Страница 12 из 16
Приключения Даты Туташхиа из романа Чабуа Амирэджиби — это, конечно же, приключения мятущегося, мятежного духа, привлекательность которых нет нужды доказывать. Может быть, неотразимость обаяния Даты в его готовности служить истине, презирая житейские блага, в его покоряющей внутренней свободе? А может, благородный разбойник доказал своей бесконечной одиссеей, что нет жизненных обстоятельств, оправдывающих душевную лень, равнодушие, примирение со злом, нравственную глухоту?
Абраг — не только еще один идеалист в сфере нравственнрсти, он при всех своих ошибках герой идеальный или почти идеальный.
Не тоску ли по такому герою пытается удовлетворить современная грузинская проза? Несколько наивную, возможно, простодушную и во всех случаях не истребимую читательскую тоску?

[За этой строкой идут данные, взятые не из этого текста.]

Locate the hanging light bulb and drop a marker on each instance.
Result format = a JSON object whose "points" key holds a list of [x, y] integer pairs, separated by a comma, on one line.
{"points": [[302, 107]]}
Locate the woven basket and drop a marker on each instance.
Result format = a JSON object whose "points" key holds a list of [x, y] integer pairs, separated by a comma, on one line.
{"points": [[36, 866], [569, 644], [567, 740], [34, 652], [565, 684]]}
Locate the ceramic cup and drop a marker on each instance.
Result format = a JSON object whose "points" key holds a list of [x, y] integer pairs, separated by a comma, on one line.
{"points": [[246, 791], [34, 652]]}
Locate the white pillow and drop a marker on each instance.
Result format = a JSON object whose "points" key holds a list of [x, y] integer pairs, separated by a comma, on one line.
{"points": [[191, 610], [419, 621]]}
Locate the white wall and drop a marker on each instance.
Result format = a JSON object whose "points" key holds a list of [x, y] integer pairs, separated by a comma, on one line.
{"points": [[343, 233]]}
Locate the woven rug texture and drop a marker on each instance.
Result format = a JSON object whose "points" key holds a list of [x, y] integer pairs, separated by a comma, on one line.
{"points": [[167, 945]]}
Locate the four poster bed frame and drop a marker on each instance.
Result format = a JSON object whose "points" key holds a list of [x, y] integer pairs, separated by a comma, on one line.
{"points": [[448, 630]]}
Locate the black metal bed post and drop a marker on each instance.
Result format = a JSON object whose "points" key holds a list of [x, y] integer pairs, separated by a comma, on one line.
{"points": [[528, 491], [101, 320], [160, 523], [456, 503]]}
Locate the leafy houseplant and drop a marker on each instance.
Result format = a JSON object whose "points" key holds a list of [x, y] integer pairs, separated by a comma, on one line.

Чем стремительнее ритмы жизни, тем острее для нас необходимость спокойно и сосредоточенно всмотреться в текущую действительность, в самих себя; чем рациональней и выверенней образ жизни, тем сильнее тяга к раскованному самовыражению; чем прагматичнее современник, тем понятнее его желание стать свидетелем свободного, не отягченного бытом душевного полета, обрести уверенность, что такой полет вполне возможен...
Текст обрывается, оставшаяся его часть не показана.